I am sitting here next to you in this awkward silence as if we have nothing to fill it with. I don’t feel like I know you, you don’t seem to recognize me either. And I wonder, what has happened? Where did all the magic go? Where is our friendship forever and ever? Where are our secrets, sunny moments that were shared in mutual loneliness?
I am fearful, not a word is coming into my mind to spill, not an excuse to throw, not a reason for the passed years… But I refuse to let you go, even if I cannot bare any longer your empty eyes and indifferent lines. Because I want to mend things.
I want to take you on a scary skateboard ride again and drown in your laughter, I want to be inspired by you, to take risky choices of late ice-cream and then spend the long nightly hours gazing upon the dancing stars. My only desire is to make every memory best for you and in your honor. I don’t want to regret the passing days, which fall into the unnumbered oblivion. I remember, how I lost you in a crowd of routines. They stole my senses, as I woke up and we were already out of touch.
Please, let’s make things better. Let’s play together again, only fair. So that I won’t be consumed with my duties and you won’t be fascinated with younger irresponsible and fake versions of me. I want you back, the way I deserve you, for all the hard work I had done.
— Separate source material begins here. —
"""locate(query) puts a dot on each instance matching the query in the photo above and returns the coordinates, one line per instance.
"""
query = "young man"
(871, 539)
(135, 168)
Because I remember the dreams you were eager to swallow, but the trails brought me away. It’s a work of your hand. Don’t forget, it’s not all my fault, since you have a darker side, even if you claim it to be your evil twin sister. I have no desire to deal with it.
I know, I’ve lost you, traded your attention for the responsibility, for fearlessness, for unpredictable pain. But you know that nothing in a world for me is brighter than your Sun, nothing is warmer than your serendipity, nothing is funnier than your sense of humor. Please, fall for me all over again.